Cool Off: Ways To Relax For Midterms
January 24, 2019
So you know all the midterm requirements, you’ve filled out all the little squares on your teacher’s study packets, and you even read Jack Renz’s excellent article for some study tips. The only problem is, if you’re anything like me, you’re still dealing with a crushing amount of stress.
You’re not alone, though– if the American Test Anxieties Association is anything to go by, about one in five students across America have severe test anxiety. But you don’t have to sit and wallow in your own worries. Here are five time-friendly, easy tactics you can use to hold back stress on test day.
BEFORE TEST DAY…
Take Study Breaks.
Studying for three-hour blocks may seem like a good idea, but spending too much time sitting down has a lot of downsides. The Australian government website Better Health says that sitting down for too long effects your circulation, joints, and even your mental health. It’s also terrible for your stress levels; do you really want to drill facts into your brain for long periods of time? Try taking a short break every hour or so to stretch your legs, walk around the house, or do anything besides sit and work. You’ll thank yourself later.
Sleep (Even If It Takes Out Of Study Time)

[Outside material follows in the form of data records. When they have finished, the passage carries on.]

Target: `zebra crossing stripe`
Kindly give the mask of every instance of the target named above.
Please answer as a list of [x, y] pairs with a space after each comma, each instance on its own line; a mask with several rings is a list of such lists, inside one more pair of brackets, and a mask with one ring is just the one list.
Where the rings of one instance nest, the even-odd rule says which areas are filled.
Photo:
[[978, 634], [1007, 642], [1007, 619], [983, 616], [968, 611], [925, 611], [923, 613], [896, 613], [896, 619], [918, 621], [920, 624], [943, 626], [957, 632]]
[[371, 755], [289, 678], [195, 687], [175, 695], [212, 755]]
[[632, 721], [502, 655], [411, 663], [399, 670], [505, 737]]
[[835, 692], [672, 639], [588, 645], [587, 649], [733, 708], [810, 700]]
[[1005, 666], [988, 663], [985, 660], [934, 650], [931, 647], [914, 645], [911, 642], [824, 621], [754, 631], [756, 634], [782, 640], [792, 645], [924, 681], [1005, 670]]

It’s important to finish your work, and if you still have three midterm packets to finish, it can be easy to lose track of time. But remember– all the studying in the world isn’t going to help you if you’re too tired. The NewScientist website says that those who got sleep before tests did better than those who spent the whole night studying. No matter how much you think you need to go over, get at least seven or eight hours of sleep before midterms. If nothing else, it will speed up your test-taking reflexes significantly.
ON TEST DAY…
Bring Water.
It’s easy to just slurp out of those hideous metallic water fountains on a normal school day, but you’re not going to get a decent drink out of them on test day. And since your brain is mostly water, not getting enough can lead to sluggishness and a lack of attention span, neither of which you want on test day. Even if you skimp on breakfast, bring a water bottle or juice for some quick energy.
Relax Your Muscles.
Relaxing or stretching each of your muscles, starting at your feet and systematically moving up, is an excellent way to force yourself to focus. Now, you probably only have a few minutes, so just stick to your core muscles– feet, legs, arms, hands, shoulders, head. Stretch and relax each muscle group four or five times, slowly moving upwards. Try not to get distracted by anything else; the point of this exercise is to focus on your muscles, not the screaming voices in your head. Once you’re done, take a couple deep breaths. Now you should feel a little more focused, and ready for the test.
Visualize!
No matter how much time (or how little– *cough* forty minute essays *cough*) you have to take those midterms, you can still take a few minutes to vanish off to somewhere else. Imagine what you’d like to be doing right now– exploring some desert island, hanging out with your friends, even lounging on the couch. You might feel a little disappointed when you open your eyes and realize that you still have to take the test. But by taking your mind off the test, you can get some perspective on it… and maybe realize that, in the end, you can do this.